# filo dough...?



## pillsbury1 (Dec 15, 2007)

well i piddled with some filo dough for the first time...it went sorta/kinda well...i tried clarifying margarine...not good. i been trying to think of a way to quickly apply butter to the sheets without physically touching them...has anyone ever tried melted butter in a spray mist bottle? would it even spray out? i ve been around puff pastry dough alot and love all the inventive dessert ideas that r possible.....but this filo dough is out of this world...its a hit as soon as it touches the tongue and then the flavor of whatever is in it....mmmm i like to make little 2-3 bite tars in regular cupcake pans. one post said to bake off my philo tart shell but insert a small aluminum foil ball in the middle first...remove the foil ball and fill later.. now that to me was a awesome tip....:chef:


----------



## foodpump (Oct 10, 2005)

Best way is brushing the sheets with clarified butter, whole butter has too much water and you'll get white spots on the pastry.
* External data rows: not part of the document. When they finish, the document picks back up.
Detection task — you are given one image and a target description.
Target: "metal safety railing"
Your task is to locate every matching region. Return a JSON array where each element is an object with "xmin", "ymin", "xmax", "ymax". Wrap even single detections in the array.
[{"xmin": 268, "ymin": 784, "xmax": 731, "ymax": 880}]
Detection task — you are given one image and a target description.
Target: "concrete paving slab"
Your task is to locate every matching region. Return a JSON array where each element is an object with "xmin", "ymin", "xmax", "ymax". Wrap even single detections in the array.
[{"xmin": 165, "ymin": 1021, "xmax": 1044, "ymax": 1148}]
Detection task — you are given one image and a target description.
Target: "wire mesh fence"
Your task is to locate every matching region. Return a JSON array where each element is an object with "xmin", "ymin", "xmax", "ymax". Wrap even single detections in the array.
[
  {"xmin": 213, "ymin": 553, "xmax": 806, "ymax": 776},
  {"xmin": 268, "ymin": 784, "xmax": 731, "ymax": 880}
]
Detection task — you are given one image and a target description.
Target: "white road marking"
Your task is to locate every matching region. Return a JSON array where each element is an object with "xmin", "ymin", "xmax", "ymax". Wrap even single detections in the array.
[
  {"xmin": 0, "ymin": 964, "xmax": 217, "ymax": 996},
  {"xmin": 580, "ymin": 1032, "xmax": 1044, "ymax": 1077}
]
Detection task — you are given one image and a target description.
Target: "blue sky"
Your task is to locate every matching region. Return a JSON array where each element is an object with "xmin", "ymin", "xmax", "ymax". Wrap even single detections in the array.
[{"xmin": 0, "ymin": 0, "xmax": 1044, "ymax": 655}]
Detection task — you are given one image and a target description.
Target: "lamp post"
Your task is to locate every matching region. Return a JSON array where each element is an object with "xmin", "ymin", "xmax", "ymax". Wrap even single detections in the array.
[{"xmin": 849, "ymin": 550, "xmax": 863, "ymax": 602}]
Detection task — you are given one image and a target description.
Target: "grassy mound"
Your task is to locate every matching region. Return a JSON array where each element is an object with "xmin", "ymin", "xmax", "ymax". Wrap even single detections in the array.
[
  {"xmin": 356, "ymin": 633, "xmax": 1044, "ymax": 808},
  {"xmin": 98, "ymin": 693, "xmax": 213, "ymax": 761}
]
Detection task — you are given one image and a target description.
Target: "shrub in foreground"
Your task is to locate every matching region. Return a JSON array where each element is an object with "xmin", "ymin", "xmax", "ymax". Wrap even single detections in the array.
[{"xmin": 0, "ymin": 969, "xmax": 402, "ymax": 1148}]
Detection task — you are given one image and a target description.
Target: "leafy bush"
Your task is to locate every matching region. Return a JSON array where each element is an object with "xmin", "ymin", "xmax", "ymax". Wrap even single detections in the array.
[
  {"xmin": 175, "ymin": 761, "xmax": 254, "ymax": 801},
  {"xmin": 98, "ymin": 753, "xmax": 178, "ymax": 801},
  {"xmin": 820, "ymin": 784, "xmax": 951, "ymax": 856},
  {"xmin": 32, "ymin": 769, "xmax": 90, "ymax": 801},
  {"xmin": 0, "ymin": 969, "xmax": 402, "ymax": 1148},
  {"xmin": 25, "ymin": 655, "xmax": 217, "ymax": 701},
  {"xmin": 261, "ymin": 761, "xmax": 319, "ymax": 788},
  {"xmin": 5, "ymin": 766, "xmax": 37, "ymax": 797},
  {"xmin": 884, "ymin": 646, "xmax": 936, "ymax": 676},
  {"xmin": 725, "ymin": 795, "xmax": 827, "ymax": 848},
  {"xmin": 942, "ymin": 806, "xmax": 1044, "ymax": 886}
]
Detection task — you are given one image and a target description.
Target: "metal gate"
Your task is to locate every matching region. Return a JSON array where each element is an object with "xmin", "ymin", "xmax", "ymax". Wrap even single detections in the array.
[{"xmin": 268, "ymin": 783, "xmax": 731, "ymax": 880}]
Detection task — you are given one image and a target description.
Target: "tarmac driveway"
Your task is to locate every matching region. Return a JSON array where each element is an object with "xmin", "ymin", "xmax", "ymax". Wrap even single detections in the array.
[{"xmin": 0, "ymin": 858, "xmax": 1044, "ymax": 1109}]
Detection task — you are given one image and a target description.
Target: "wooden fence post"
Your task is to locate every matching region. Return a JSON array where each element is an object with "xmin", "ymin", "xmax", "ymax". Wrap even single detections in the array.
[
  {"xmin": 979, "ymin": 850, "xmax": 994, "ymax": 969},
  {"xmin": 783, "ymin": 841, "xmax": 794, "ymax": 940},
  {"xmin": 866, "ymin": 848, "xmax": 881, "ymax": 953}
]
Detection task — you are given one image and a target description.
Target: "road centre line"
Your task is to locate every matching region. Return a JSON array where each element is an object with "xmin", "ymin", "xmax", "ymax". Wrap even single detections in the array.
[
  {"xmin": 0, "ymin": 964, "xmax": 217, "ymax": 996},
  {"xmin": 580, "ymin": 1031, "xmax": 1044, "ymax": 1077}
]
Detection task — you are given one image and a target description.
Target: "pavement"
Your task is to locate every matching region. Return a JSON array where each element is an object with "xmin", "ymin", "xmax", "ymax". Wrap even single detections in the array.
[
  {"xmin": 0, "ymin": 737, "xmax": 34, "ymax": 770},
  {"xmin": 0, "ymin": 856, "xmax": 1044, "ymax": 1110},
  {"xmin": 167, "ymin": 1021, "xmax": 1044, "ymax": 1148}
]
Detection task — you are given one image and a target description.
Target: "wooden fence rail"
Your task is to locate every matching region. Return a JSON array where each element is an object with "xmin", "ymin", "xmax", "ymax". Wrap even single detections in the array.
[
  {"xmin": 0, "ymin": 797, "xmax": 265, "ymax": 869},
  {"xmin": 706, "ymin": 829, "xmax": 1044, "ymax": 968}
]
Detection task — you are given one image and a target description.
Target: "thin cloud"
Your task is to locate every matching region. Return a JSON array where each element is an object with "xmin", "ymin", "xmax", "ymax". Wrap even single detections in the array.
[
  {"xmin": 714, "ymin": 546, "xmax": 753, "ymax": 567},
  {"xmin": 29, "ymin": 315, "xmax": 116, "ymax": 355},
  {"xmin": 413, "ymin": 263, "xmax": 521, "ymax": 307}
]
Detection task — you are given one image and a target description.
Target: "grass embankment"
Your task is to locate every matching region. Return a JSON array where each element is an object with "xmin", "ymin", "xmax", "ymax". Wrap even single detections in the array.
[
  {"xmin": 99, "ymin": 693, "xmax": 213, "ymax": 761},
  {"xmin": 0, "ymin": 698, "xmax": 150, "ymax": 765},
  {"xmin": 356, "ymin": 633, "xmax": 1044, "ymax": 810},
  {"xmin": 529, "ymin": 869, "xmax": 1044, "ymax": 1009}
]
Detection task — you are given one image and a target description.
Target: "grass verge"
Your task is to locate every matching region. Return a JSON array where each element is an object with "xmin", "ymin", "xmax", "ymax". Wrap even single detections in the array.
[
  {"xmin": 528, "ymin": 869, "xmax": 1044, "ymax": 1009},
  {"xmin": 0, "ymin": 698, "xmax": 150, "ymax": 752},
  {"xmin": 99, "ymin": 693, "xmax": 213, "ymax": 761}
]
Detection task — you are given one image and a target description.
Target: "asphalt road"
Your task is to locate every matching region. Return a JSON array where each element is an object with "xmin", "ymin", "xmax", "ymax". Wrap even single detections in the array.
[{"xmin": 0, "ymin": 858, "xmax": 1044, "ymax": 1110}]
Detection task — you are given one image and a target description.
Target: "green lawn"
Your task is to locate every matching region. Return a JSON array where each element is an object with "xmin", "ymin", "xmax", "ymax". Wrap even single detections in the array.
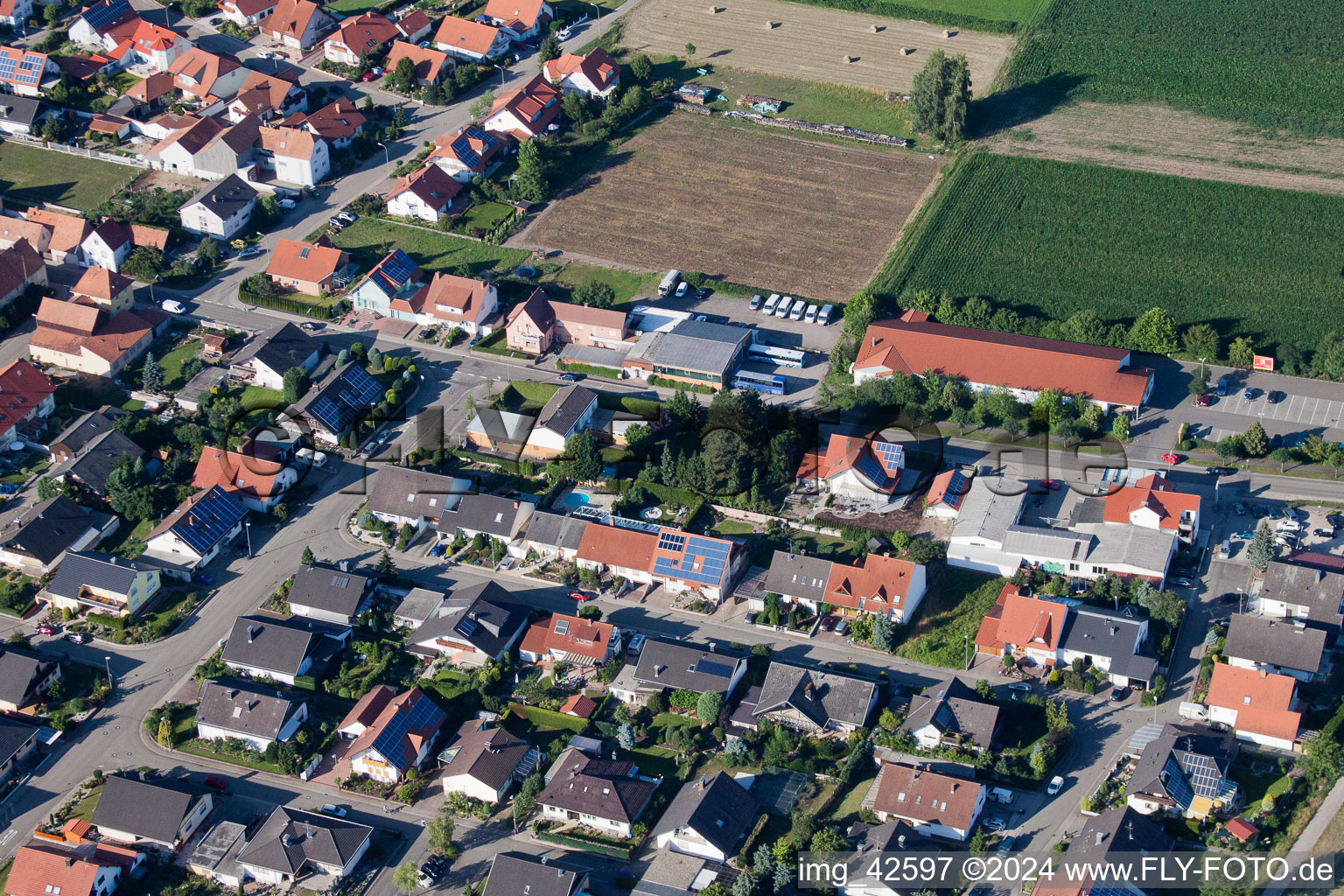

Margerine--YECH!!!!, actually you'd be better off with Xtra virg olive oil, that you can spray in a mister,and it's a fairly neutral flavour too.

You can boost the crispyness factor by sprinkling fine breadcrumbs or whatever between the sheets after oiling/buttering them, with the crumbs yhou don't have to use so much oil, and the crumbs keep the layers from sticking to one another, allowing them to bake and stay crispy.


----------



## tommybza (Dec 2, 2007)

Also with Filo try to keep the butter warm and when laying the filo keep it kind of wrinkeled up ,along with the bread crumbs or Finley ground cake crumbs passed threw a fine sive . also fresh filo . I have noticed that some purveors do not sell alot of filo and you will see and feel the diffrence .fresh you can work with verry easy,and that is the key there ,there is a place out of canada that sell's it and it is the best i have ever worked with .out side from the real deal .one week we had some chef's from Egypt come in and they made it right there .this is a art within it self .
T


----------



## pgr555 (Aug 3, 2007)

Margerine--YECH!!!!, actually you'd be better off with Xtra virg olive oil, that you can spray in a mister,and it's a fairly neutral flavour too.

I am very ALLERGIC TO DAIRY and use filo a fair amount... baklava, quiche tartlette, spanikopita, etc, etc. I use margerine both for personal and catering products, as well as my new bakery venture. Always get rave reviews. Most people have no idea because my product is so good. Those who keep kosher and need pareve foods or like me are allergic are thrilled when they find out. 
I have tried evoo and not had as good results.. interesting how we each have very different experiences


----------



## bughut (Aug 18, 2007)

How can u say extra virgin olive oil has a "fairly neutral flavour" I'm gobsmacked. Feel a humungus Du-uhh! coming on.
Do tell where youre buying yours so i can avoid it


----------